Frontline - West Point and Charles Gray
Mark Schake - Navigator Representative
Mark & Molly Schake Family
Having graduated from West Point just seven years prior to Molly's and my arrival to serve as Navigators at my alma mater, I well remembered how distracted and off-balance a cadet can be. As cadets we lived in near oblivion to the world outside our gates in our struggle to survive the four years. Five hours of sleep a night felt like the norm for many cadets throughout each of their eight semesters here.
A Navigator serving at a place like this can easily grow frustrated. These are such sharp people. Why does their spiritual growth proceed at what feels like such a glacial pace? I well remember that I didn't have much of a spiritual pulse for nearly three years while hanging out with the ministry here; I came to know Jesus at the end of my junior year.

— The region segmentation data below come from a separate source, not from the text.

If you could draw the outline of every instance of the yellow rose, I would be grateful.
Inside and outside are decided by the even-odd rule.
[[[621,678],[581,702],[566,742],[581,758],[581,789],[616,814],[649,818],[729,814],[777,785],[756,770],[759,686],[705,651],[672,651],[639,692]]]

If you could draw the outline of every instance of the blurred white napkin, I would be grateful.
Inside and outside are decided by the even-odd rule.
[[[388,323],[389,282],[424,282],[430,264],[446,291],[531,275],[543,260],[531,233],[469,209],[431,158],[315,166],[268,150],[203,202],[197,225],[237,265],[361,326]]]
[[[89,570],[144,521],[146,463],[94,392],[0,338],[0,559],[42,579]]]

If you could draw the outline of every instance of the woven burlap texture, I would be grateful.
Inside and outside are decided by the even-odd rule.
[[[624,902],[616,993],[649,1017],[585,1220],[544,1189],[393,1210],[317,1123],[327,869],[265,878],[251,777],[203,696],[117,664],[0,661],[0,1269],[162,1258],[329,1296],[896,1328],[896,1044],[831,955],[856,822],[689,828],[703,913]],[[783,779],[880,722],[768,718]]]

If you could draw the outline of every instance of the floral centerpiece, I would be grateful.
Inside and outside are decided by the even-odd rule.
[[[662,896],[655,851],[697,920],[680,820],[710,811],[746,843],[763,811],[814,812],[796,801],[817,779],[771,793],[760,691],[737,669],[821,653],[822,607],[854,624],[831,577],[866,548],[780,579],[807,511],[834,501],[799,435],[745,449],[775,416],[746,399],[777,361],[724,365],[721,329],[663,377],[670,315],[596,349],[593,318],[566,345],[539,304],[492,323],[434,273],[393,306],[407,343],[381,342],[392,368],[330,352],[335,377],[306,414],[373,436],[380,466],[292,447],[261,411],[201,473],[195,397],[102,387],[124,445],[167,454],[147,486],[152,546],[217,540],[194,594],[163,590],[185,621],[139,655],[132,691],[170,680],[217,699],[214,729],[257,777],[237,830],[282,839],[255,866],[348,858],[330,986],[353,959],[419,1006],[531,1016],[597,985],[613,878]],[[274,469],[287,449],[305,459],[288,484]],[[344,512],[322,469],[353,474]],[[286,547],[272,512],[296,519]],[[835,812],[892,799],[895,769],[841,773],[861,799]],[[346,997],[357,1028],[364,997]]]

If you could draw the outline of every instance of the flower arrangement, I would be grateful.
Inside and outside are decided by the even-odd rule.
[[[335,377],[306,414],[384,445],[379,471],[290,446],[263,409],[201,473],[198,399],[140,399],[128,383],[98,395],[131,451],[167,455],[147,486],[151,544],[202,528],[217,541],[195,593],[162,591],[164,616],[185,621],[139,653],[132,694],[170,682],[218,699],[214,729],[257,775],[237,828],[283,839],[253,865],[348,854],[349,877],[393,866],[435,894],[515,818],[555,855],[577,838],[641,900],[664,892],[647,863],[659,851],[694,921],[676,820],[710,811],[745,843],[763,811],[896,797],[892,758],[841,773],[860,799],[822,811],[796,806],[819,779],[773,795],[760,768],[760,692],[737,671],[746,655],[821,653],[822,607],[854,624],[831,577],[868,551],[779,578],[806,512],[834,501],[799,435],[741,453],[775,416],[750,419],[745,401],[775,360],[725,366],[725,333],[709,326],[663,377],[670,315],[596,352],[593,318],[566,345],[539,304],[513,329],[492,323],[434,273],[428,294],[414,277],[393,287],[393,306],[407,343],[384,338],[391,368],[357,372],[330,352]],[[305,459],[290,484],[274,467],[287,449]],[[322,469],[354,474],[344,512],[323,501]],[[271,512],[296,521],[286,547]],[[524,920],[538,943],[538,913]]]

I had only begun my walk with Him by the time I graduated from West Point. It was The Navigators at my first assignment who helped me continue my spiritual journey. It was their interest in me as a person that led me to join The Navigators full-time fifteen years ago.
I am seeing a similar story unfold in the life of a 1997 West Point graduate, Charles Gray. Charles, like me, was a civil engineering major (read: zero free time; drowning in academia; chained to his desk or to a computer in an engineering lab.) I met with Charles and his best friend, Steve, also a civil engineering major, through their last three years here. My most vivid memories of Charles are of seeking to draw him into casual conversation several times upon seeing him walking across North area or Thayer Road. After thirty secondsand I'm not exaggerating here Charles would say with genuine apology, Mark, I would really like to chat with you for a while (and I knew he meant it!), but civil is eating my lunch, and I need to get going.
I had only seen Charles begin to grow spiritually in those years at West Point, but God had a plan. Charles and a classmate, Paul Oh, were posted together to Schofield Barracks in Hawaii. When I visited them to attend Paul's wedding in 1999, I was pleased to see Charles had made some progress on his spiritual journey because of Paul and our full-time staff on Oahu, Roy and Debbie Garren. Two other West Point graduates, Adam and Greg, each from the class of 1998, would later join them. The relationship with the Garrens was critical to the further development of these developing laborers.
Charles has since moved to Fort Bragg, North Carolina to command an engineer company, and he will soon post to Fort Leonard Wood, Missouri in September, where he looks forward to meeting several of our 2005 graduates who will be going through their Officer Basic Course. Charles becomes a pivot point for these 2nd Lts. as they proceed toward the goal: life-time laborers.
[Mark and Molly Schake have answered the call to move to Hawaii and lead our ministry there. Mark will focus primarily on the Army Post at Schofield Barracks helping young officers like Paul Oh and Charles Gray find their way as lifetime laborers.]